BERN. Im Vergleich zu 2001, das jedoch ein sehr gutes Jahr war, rechnen die
Importeure mit einem Absatzrückgang zwischen 6 und 7 Prozent. Hanspeter
Schick, Direktor von Autoschweiz (Vereinigung der Automobil-Importeure),
versicherte, dass die Marke von 300'000 verkauften Neuwagen noch nicht
erreicht worden sei.
Die
Dezember-Zahlen werden Mitte Januar publiziert. 274.189 Neuwagen wurden
bis November 202 verkauft. Dies entspricht einem Rückgang von 7,7
Prozent gegenüber 2001. Ein Einbruch von 17,2 Prozent war allein im
November registriert worden. Er war der stärkste Rückgang im
vergangenen Jahr. Im Oktober hatte das Minus noch 2,8 Prozent betragen.
Anhand
der Ergebnisse des Auto-Marktes, ist die gegenwärtige Konjunkturlage zu
erkennen. Sehr zurückhaltend werden heute grössere Investitionen und
Anschaffungen getätigt. Schick vertritt die Meinung, dass der
Auto-Markt in der Schweiz gesättigt sei und demgemäss das Ergebnis gut
liege im Durchschnitt der letzten zehn Jahre. Viele Unsicherheiten und
der drohende Irak-Krieg erschweren den Ausblick für das Jahr 2003.
Es
lässt sich noch nicht sagen, wie sich die anstehende Liberalisierung
des Schweizer Auto-Markts auswirken werde. Die Autohändler wurden von
der Wettbewerbskommission verpflichtet, Parallelimporte aus dem EWR-Raum
künftig nicht mehr zu behindern, was zu tieferen Preisen führen soll.
Trotz
der anhaltenden Konjunkturflaute, betrug der Rückgang der Auto-Verkäufe
bloss rund 2 Prozent. Die Ertragsentwicklung in der Auto-Branche ist
nicht zu erkennen. Die Dezember- Zahlen für den europäischen Markt
liegen auch noch nicht vor. Bis November ging die Zahl der Neuzulassung
in der EU um 3,8 Prozent zurück. Allein im November wurde ein Minus von
6,2 Prozent registriert, nachdem es in den beiden Vormonaten leichte Zuwächse
gegeben hatte.
„Alles
im Griff?“ läuft gut!
BERN. Seit zwei Jahren nehmen rund 20 Schweizer Gemeinden am nationalen
Alkoholpräventionsprogramm teil. Das Programm heisst „Alles im
Griff?“ und gesucht wird nach neuen Wegen in der Alkoholprävention.

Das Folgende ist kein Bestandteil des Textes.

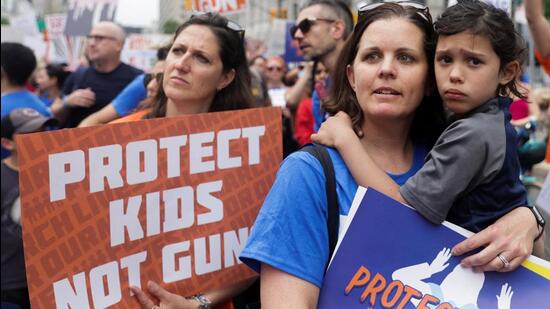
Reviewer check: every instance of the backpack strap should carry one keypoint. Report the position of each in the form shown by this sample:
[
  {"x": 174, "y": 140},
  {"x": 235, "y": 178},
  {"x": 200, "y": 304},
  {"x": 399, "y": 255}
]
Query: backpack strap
[{"x": 333, "y": 211}]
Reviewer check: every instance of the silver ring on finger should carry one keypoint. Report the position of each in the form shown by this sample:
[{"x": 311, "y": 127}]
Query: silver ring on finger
[{"x": 504, "y": 260}]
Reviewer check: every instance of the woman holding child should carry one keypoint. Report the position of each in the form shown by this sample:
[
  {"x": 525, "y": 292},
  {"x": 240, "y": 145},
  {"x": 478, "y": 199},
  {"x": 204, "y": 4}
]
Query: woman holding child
[{"x": 385, "y": 83}]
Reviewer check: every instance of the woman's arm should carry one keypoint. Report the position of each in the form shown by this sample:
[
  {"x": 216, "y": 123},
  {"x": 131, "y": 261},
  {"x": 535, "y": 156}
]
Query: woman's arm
[
  {"x": 282, "y": 290},
  {"x": 337, "y": 131},
  {"x": 512, "y": 235},
  {"x": 170, "y": 300}
]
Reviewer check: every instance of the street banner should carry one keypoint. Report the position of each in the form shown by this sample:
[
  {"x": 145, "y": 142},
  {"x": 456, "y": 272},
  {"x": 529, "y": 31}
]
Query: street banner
[
  {"x": 83, "y": 14},
  {"x": 221, "y": 6},
  {"x": 140, "y": 50},
  {"x": 170, "y": 200},
  {"x": 391, "y": 257}
]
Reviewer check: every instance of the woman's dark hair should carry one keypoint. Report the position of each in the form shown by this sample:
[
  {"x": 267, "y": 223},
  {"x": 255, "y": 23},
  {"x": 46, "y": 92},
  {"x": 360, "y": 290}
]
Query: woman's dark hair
[
  {"x": 59, "y": 71},
  {"x": 429, "y": 118},
  {"x": 236, "y": 95},
  {"x": 18, "y": 62},
  {"x": 483, "y": 19}
]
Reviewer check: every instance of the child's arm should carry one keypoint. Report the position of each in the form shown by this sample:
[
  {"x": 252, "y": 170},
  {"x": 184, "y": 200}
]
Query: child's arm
[{"x": 337, "y": 132}]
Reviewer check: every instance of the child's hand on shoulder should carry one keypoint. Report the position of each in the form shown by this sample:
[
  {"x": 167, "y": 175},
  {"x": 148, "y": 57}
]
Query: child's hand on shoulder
[{"x": 335, "y": 131}]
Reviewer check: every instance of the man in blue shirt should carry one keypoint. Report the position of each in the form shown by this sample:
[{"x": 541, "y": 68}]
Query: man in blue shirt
[
  {"x": 88, "y": 90},
  {"x": 18, "y": 63},
  {"x": 127, "y": 101},
  {"x": 321, "y": 30}
]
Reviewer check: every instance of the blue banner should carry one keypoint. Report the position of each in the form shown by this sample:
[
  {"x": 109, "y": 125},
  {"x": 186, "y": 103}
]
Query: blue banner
[{"x": 391, "y": 257}]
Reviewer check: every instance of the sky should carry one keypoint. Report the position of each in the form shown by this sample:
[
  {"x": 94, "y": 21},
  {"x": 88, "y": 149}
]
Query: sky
[{"x": 137, "y": 13}]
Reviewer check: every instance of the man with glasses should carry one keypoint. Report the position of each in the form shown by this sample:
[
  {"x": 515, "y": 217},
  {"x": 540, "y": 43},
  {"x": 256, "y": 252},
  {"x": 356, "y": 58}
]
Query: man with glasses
[
  {"x": 321, "y": 30},
  {"x": 88, "y": 90}
]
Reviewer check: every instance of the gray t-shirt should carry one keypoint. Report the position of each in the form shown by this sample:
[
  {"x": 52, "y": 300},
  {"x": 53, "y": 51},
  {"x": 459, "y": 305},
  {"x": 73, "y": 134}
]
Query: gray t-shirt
[{"x": 471, "y": 176}]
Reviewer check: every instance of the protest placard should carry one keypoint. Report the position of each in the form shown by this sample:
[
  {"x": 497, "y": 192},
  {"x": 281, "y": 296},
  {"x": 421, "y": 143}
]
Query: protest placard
[
  {"x": 391, "y": 257},
  {"x": 170, "y": 200}
]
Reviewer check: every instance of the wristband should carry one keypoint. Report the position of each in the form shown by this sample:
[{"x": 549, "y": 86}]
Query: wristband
[
  {"x": 204, "y": 303},
  {"x": 540, "y": 221},
  {"x": 65, "y": 101}
]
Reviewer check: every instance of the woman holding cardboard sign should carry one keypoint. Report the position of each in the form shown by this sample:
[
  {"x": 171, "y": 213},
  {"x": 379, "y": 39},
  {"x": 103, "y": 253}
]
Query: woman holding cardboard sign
[{"x": 205, "y": 71}]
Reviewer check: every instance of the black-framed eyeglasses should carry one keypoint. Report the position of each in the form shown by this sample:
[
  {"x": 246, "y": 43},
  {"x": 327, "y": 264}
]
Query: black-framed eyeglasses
[
  {"x": 306, "y": 23},
  {"x": 421, "y": 9},
  {"x": 229, "y": 24},
  {"x": 99, "y": 38}
]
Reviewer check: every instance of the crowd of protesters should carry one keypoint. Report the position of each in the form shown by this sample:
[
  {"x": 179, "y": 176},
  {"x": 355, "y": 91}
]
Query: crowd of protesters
[{"x": 204, "y": 69}]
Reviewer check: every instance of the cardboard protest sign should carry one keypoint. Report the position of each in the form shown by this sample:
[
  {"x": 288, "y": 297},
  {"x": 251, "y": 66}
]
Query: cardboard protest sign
[
  {"x": 170, "y": 200},
  {"x": 391, "y": 257},
  {"x": 221, "y": 6}
]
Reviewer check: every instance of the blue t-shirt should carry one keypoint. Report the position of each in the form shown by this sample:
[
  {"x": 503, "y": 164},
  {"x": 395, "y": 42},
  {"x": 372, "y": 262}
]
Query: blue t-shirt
[
  {"x": 106, "y": 86},
  {"x": 21, "y": 99},
  {"x": 290, "y": 231},
  {"x": 126, "y": 101},
  {"x": 46, "y": 100},
  {"x": 318, "y": 115}
]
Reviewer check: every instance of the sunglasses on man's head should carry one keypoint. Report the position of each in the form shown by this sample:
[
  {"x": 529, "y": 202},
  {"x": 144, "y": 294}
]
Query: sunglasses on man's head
[
  {"x": 421, "y": 9},
  {"x": 271, "y": 69},
  {"x": 305, "y": 25},
  {"x": 148, "y": 77}
]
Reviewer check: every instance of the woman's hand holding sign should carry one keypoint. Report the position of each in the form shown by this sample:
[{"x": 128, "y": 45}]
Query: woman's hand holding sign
[{"x": 167, "y": 300}]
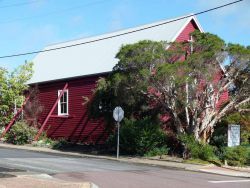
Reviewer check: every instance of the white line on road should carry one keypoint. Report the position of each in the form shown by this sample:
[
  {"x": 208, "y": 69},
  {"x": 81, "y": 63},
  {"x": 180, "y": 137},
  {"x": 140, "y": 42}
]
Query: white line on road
[{"x": 230, "y": 181}]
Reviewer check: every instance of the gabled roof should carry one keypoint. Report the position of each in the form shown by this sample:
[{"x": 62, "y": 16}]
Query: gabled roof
[{"x": 99, "y": 56}]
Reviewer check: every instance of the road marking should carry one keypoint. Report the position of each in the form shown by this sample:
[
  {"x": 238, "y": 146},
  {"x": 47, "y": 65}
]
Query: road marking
[{"x": 230, "y": 181}]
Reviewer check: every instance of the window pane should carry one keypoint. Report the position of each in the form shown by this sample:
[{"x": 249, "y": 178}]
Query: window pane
[{"x": 63, "y": 103}]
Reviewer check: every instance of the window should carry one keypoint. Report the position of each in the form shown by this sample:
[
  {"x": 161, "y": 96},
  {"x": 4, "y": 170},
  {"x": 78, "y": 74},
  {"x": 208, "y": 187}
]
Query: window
[{"x": 63, "y": 103}]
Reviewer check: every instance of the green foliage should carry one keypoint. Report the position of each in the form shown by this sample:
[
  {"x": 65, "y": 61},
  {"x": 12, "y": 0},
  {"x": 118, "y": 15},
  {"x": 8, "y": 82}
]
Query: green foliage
[
  {"x": 237, "y": 156},
  {"x": 12, "y": 87},
  {"x": 157, "y": 152},
  {"x": 20, "y": 134},
  {"x": 197, "y": 150},
  {"x": 138, "y": 137}
]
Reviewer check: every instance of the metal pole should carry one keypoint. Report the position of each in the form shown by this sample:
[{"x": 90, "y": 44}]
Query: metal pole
[{"x": 118, "y": 139}]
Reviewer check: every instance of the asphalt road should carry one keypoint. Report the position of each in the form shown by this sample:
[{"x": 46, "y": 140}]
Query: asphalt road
[{"x": 111, "y": 174}]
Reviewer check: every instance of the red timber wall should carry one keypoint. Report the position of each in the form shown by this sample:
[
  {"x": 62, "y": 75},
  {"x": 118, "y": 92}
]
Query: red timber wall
[
  {"x": 185, "y": 34},
  {"x": 77, "y": 126}
]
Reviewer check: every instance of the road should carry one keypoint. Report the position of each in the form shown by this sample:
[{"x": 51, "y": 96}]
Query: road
[{"x": 111, "y": 174}]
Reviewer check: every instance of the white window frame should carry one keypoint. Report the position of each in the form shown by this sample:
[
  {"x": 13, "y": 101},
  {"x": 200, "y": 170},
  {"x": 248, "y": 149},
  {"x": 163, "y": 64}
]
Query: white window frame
[{"x": 59, "y": 103}]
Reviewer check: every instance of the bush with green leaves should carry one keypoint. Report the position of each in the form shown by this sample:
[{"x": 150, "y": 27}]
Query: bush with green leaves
[
  {"x": 237, "y": 156},
  {"x": 138, "y": 137},
  {"x": 20, "y": 133},
  {"x": 197, "y": 150}
]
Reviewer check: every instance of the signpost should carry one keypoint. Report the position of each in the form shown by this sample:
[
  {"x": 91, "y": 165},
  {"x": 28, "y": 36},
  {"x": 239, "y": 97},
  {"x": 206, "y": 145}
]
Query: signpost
[
  {"x": 233, "y": 135},
  {"x": 118, "y": 115}
]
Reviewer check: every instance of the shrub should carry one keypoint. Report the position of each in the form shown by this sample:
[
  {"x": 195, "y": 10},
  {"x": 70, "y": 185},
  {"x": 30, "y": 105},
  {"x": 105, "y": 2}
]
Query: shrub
[
  {"x": 20, "y": 134},
  {"x": 237, "y": 156},
  {"x": 1, "y": 130},
  {"x": 138, "y": 137},
  {"x": 197, "y": 150}
]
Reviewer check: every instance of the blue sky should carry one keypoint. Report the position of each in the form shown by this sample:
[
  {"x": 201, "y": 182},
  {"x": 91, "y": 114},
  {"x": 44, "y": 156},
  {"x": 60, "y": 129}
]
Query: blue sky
[{"x": 28, "y": 25}]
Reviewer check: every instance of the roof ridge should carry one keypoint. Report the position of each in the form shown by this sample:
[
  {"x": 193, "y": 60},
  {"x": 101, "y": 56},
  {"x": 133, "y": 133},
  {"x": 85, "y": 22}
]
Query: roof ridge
[{"x": 121, "y": 30}]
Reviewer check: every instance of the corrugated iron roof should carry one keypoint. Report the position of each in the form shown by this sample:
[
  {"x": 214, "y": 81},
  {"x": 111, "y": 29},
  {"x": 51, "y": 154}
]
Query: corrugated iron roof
[{"x": 99, "y": 56}]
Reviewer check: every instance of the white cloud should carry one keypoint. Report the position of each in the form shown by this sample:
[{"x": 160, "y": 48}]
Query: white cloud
[{"x": 122, "y": 12}]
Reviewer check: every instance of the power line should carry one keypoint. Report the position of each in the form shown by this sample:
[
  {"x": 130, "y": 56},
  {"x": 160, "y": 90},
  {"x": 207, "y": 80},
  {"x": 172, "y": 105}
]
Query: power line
[{"x": 121, "y": 34}]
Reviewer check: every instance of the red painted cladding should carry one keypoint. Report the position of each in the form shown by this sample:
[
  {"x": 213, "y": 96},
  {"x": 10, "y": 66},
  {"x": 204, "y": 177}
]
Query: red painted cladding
[
  {"x": 184, "y": 35},
  {"x": 77, "y": 126}
]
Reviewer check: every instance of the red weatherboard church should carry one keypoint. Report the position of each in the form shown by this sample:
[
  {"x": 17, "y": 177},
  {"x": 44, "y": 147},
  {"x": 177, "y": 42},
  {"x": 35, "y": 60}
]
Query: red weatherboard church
[{"x": 76, "y": 69}]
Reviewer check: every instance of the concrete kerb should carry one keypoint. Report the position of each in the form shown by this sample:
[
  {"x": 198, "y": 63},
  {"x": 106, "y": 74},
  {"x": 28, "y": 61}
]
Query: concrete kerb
[
  {"x": 174, "y": 165},
  {"x": 142, "y": 161}
]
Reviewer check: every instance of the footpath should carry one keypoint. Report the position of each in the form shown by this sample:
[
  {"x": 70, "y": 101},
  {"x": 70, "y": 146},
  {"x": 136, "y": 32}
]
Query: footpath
[{"x": 168, "y": 163}]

Im Zentrum steht interdisziplinäres Verhalten. Das Projekt geht davon
aus, dass Gemeinden und Private kooperieren müssen, um eine den lokalen
Bedürfnissen entsprechende Alkoholpolitik umzusetzen. Eine Auswertung
der Pilotphase führte zu unterschiedlichen Projekten. Während in den
einen Gemeinden Personalverantwortliche von Betrieben geschult wurden,
engagierten sich in anderen Vereine, das Gastgewerbe, Jugendarbeiter
oder die für Veranstaltungen zuständige Behörde.
Handbücher
für die Durchführung von Veranstaltungen, Zertifikate für Wirte, die
Alkohol verantwortungsbewusst ausschenken, Konzepte für gezielte
Kontrollen oder Systeme für die Honorierung von Vorbildhaltungen in
Vereinen, sind als Massnahmen erarbeitet worden. Das Projekt wird bis
2007 mit den jetzt gewonnen Erkenntnissen breiter angelegt. Beteiligen können
sich bis zu 150 Gemeinden aus der ganzen Schweiz.